A Hand Pulled Etching
Gary L. Temple and Marylee M. Moreland
Copyright October 26, 2000
"On any type of artwork one must verify everything and take nothing for granted."
Gary L. Temple and Marylee M. Moreland
For many years, we have been continually asked, "How do you tell the difference between a photogravure and a hand pulled etching?" Our answer: it is not that easy, nor is it all that simple. Sometimes the individual with the question appears to think that we are making it into a very "scientific" process, so that one will have to seek out an expert to get an evaluation, but that is not the case. This document provides some basic guidelines and examples for field evaluation, however you still need to depend upon your own logic and some common sense.
What is a hand pulled etching?
The artist creates a design in reverse on a zinc or copper plate that is covered with an emulsion. By drawing on the plate, the artist removes the emulsion. The plate is then placed in a diluted bath of nitric acid. All of the areas where the emulsion is removed, the acid "bites" into the plate. The artist may block an area from the acid bath in various methods to create different depths to the acid biting and also the effect of the appearance as to the biting of the acid.

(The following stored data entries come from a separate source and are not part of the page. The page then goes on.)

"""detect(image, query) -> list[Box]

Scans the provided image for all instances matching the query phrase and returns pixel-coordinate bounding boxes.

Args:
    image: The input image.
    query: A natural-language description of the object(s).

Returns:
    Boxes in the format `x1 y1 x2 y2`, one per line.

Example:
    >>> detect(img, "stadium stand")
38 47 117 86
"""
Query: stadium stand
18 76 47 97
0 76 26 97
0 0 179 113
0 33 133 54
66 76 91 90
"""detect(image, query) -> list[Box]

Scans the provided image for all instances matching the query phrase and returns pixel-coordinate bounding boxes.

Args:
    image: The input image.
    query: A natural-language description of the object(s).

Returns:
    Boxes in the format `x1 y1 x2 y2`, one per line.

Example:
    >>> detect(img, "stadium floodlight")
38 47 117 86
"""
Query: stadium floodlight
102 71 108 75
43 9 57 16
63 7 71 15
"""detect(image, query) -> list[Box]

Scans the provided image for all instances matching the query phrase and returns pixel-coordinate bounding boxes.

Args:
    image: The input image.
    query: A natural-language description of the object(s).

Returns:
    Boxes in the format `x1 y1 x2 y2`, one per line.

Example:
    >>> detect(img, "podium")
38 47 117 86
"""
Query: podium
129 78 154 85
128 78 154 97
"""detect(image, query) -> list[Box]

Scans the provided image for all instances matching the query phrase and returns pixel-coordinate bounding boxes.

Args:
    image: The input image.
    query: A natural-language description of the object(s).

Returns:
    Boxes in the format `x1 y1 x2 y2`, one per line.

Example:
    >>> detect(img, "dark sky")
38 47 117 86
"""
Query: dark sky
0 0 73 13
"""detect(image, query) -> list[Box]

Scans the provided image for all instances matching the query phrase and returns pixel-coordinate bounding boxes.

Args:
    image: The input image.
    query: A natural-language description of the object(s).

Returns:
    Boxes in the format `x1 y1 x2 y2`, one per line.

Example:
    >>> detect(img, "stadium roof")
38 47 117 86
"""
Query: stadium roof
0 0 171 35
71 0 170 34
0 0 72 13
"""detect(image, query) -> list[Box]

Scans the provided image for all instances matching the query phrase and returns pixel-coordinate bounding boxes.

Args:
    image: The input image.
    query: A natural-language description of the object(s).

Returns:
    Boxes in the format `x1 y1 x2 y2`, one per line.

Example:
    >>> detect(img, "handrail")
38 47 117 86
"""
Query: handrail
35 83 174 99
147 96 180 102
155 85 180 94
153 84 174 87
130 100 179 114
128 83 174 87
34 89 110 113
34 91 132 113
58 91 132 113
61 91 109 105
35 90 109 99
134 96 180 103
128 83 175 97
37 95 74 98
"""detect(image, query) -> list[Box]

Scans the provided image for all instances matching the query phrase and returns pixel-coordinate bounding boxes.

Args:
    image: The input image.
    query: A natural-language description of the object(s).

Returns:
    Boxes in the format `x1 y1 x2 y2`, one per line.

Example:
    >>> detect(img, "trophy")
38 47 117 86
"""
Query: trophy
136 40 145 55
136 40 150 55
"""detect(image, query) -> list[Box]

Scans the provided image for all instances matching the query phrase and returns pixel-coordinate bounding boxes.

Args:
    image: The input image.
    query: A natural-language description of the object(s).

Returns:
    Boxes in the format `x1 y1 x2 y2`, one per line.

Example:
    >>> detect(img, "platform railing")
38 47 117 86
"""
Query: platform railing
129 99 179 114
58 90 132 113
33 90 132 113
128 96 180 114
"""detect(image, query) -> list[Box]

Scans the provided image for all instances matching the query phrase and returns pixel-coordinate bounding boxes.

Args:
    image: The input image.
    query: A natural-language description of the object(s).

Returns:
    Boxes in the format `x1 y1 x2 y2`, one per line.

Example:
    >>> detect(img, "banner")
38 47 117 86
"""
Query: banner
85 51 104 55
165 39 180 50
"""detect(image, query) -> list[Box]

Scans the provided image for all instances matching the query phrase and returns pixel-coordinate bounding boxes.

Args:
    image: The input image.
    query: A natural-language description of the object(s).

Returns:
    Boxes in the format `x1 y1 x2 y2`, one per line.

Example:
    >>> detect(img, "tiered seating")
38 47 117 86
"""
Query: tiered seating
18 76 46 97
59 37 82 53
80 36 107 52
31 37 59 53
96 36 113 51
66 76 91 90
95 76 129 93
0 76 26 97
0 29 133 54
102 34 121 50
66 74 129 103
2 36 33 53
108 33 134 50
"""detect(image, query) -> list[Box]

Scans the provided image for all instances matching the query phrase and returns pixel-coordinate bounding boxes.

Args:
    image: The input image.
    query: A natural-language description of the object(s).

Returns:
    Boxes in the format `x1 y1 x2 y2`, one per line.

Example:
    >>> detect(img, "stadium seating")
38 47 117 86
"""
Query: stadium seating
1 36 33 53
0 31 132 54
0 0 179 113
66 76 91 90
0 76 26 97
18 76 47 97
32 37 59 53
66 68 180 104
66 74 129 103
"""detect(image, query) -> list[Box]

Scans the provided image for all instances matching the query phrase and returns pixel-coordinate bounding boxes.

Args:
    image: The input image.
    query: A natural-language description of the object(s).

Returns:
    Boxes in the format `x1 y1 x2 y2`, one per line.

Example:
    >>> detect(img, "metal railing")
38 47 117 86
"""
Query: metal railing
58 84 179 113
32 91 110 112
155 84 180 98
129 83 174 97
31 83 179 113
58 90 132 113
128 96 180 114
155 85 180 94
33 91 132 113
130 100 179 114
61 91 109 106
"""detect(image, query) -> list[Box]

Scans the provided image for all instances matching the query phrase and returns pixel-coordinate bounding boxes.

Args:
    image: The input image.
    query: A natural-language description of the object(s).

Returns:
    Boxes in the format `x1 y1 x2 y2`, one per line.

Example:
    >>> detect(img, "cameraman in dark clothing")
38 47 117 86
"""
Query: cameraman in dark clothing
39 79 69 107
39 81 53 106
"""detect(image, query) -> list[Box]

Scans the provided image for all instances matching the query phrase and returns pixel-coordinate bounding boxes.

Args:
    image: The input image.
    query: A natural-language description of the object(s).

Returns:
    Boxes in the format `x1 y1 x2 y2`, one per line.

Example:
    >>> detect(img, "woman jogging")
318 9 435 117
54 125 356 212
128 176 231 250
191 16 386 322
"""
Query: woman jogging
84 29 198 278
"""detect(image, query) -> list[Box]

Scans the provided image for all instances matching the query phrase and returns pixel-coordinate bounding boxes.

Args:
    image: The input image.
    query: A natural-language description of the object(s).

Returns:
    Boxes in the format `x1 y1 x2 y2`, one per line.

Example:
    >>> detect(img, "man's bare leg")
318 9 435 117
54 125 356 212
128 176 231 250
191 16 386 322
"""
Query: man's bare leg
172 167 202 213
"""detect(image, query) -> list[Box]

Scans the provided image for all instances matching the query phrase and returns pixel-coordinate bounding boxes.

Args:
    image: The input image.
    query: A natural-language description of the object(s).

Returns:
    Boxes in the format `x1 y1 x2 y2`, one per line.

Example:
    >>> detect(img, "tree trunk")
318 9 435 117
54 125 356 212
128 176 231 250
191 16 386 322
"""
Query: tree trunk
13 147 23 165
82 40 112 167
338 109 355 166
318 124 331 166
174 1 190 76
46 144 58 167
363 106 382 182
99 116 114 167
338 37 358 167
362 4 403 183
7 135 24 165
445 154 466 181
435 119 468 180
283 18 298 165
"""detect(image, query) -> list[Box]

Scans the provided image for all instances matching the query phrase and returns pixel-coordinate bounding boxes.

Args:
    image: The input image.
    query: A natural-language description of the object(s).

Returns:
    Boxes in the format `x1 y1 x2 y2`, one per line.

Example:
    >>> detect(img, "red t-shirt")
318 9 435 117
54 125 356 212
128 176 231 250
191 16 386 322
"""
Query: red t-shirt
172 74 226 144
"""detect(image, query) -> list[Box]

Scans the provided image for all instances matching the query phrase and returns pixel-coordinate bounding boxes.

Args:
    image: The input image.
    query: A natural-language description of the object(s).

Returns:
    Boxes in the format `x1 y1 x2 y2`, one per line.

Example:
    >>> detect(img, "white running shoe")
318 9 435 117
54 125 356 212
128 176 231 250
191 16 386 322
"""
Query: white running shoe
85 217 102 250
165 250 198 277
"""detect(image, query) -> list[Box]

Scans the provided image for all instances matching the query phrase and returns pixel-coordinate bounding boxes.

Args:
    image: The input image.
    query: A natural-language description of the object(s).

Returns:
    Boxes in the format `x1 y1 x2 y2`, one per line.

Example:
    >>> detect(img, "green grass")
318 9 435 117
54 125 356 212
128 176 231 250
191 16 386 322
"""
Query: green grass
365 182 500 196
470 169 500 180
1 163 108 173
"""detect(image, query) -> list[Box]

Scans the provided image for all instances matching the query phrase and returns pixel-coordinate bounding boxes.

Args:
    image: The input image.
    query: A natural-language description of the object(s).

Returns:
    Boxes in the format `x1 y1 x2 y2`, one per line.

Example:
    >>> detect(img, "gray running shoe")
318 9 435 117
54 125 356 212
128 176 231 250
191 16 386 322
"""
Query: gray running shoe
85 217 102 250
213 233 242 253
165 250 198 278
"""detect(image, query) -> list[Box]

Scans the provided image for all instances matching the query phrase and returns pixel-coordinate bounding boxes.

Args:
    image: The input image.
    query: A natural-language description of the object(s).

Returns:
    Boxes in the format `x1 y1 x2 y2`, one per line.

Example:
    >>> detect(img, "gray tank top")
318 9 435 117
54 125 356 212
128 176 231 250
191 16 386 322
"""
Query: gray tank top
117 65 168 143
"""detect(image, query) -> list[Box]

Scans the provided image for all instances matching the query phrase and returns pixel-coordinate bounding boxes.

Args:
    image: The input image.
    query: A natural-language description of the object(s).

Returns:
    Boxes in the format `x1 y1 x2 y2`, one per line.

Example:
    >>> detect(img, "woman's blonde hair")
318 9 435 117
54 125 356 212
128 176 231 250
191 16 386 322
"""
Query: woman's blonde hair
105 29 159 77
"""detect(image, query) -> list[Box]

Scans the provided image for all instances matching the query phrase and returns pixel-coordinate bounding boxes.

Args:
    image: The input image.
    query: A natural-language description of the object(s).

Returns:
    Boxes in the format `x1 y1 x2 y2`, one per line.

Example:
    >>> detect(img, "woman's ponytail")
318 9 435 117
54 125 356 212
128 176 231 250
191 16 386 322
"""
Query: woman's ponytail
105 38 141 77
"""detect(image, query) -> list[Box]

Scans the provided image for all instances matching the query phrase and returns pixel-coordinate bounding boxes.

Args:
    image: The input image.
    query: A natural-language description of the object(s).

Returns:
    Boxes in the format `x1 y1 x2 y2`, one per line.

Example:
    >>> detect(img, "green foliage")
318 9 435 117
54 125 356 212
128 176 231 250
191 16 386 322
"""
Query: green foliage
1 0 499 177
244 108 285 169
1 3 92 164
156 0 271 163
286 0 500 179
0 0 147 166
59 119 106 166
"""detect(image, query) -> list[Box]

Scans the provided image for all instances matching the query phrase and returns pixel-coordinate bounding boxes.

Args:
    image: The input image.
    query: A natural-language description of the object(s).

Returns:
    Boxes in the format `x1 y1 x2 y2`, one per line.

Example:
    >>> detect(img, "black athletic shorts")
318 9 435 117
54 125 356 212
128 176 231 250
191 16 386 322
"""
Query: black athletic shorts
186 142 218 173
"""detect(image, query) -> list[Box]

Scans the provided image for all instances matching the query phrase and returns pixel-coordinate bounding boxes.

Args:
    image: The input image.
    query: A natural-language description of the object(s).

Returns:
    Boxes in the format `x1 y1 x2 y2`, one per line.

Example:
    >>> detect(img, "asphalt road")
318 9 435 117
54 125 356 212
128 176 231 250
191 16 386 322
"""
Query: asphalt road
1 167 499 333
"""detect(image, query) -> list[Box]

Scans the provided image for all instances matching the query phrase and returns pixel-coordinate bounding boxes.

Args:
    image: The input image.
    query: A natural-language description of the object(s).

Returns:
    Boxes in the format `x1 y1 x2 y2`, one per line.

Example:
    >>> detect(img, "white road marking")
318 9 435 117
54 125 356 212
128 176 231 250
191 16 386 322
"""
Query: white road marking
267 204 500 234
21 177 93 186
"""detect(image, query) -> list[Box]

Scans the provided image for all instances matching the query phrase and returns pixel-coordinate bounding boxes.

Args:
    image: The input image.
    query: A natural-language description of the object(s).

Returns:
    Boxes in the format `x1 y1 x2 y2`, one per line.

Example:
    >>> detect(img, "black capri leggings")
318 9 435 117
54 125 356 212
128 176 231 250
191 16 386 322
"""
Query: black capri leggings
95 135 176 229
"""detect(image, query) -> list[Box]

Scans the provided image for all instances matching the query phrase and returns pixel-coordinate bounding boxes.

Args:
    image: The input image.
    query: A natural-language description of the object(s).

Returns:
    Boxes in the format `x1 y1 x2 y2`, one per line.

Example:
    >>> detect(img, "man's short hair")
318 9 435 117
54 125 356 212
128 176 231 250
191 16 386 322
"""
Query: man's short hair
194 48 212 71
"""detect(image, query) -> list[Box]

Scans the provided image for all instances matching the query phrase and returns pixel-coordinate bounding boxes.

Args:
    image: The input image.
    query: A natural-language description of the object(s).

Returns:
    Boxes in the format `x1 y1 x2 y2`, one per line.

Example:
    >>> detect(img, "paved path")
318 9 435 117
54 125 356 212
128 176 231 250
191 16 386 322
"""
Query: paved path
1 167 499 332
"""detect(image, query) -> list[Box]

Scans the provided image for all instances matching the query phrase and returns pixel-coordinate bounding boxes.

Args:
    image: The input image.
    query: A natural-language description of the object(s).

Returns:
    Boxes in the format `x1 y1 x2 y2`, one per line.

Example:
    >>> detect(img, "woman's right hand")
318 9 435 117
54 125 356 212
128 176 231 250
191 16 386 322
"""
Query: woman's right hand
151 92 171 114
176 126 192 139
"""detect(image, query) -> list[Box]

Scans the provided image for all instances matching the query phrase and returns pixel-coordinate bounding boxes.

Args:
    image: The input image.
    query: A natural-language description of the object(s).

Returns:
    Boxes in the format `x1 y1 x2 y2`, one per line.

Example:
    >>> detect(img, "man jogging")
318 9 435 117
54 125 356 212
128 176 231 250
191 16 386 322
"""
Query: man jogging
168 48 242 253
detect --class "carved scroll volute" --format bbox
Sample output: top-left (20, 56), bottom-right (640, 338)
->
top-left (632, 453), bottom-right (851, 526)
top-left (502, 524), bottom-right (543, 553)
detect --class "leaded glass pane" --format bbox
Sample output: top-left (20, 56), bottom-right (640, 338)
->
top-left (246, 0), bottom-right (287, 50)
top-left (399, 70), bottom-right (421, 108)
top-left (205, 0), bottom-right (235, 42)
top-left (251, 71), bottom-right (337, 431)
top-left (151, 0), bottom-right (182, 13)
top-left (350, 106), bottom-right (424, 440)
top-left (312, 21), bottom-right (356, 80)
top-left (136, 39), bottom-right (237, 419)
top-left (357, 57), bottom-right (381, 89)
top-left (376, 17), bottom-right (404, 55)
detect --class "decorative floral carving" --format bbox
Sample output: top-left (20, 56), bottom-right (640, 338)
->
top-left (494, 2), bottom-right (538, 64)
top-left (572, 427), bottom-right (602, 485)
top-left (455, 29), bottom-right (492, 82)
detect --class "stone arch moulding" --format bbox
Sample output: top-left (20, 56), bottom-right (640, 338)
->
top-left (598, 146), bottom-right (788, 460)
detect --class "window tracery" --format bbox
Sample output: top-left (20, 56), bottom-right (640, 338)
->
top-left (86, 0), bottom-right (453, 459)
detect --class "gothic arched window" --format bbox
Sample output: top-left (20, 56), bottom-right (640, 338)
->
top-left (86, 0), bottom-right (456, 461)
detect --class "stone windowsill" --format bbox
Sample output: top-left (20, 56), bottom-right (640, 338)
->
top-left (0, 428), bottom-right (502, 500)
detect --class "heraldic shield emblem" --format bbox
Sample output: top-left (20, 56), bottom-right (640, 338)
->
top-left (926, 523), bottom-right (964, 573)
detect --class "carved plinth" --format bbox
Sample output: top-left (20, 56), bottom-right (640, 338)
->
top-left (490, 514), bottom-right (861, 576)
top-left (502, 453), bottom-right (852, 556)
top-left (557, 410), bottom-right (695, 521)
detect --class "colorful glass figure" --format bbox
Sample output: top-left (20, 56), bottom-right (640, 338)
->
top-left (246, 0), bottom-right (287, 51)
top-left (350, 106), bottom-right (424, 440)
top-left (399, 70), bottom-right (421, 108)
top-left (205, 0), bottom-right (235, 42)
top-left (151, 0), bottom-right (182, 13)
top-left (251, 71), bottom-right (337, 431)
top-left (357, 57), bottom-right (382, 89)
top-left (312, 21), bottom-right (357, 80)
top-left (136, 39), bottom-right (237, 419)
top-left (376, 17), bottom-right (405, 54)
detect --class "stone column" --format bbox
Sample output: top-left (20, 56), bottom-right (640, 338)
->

When the acid biting is done, the artist may then pull some test prints to determine if there needs to be more texture. The artist also works with a stylus to "scratch" the plate in areas to create a softness which is known as drypoint. The bites from the technique of drypoint are not as deep and must be reworked by the artist during the edition of the printing.
The artist then cleans off all of the remaining emulsion from the plate and applies the ink "by hand" to the plate so that the ink is retained in the bitten areas. A moistened piece of paper is laid upon the plate and the two are literally pressed together using an etching press. After coming out of the etching press, the artist "pulls" or lifts the paper away from the plate. The artist may pull several impressions to decide on which ones that they want to pattern the edition after. These selected impressions become known as the artist's proofs. These are the images that the artist uses to compare each pulled print to them and to decide if it is worthy of being part of the edition.
What is a photogravure?
A photogravure is produced by basically using a light sensitive tissue on a plate or plates. Each plate is exposed the same way and placed in a diluted bath of nitric acid as with an etching. The difference being is the "bitten" areas are all exactly the same depth, appearing noticeably flat. Unlike a hand pulled etching, the ink on a photogravure plate is applied and cleaned with a mechanical squeegee. The mechanical squeegee applies the ink exactly the same way each time to the plate so thus the impression is the same each time. When a photogravure is printed, the paper is not wet like with a hand pulled etching but rather the plate is "stamped" against the paper. The ink then lays upon the paper and not into the paper as with a hand pulled etching.
Probably one of the most well known producers of photogravures was Brown and Bigelow. Over the years, Brown and Bigelow has done everything from reproductions of etchings for calendars, posters, and, or greeting cards.
The conceptual confusion of a photogravure versus a hand pulled etching is like the old saying, "I am not confused, I am just well mixed." Are there clear answers to determine whether an image is a photogravure or a hand pulled etching? The answer is "No." Just because it may have some factors of a hand pulled etching does not mean that it is one.
Question Of A Photogravure Versus A Hand Pulled Etching
THE ETCHING PROCESS
The following is from "The Etchings of Edward Borein, A Catalogue Of His Work" by John Galvin: "A plate of copper (or sometimes of zinc)is cleaned and polished, and a coating of varnish--the etching ground--is applied in preparation. The artist then draws his design through the ground with an etching needle, aware that in the print it will appear reversed. In a bath of diluted nitric acid, the lines traced by the needle are bitten into the plate, the rest of the plate being protected from the acid by the varnish. Lines can also be scratched onto the plate with a thin steel tipped needle if no varnish is applied, and the result is called a drypoint. However, drypoint lines wear out much faster than etching lines. Etching and drypoint are sometimes used in combination. Aquatint is an etching process in which tonal areas are created instead of lines. This is achieved by dusting powdered resin on the plate which when heated will cause the resin to contract and thus allow the acid to bite the plate in the small crevices of the grain. The finished plate is inked so that all furrows are filled, excess ink is wiped off, and a sheet of dampened paper is pressed against the plate in an etching press. The resulting impression, a sheet of paper which has absorbed the ink from the plate, is called a print. Generally, black ink is used, but some artists have preferred sepia or other colored inks."
"The Etchings Of Edward Borein, A Catalogue of his work" by John Galvin, Compiled with the assistance of Warren R. Howell, In collaboration with Harold G. Davidson; page vi; John Howell--Books, 1971.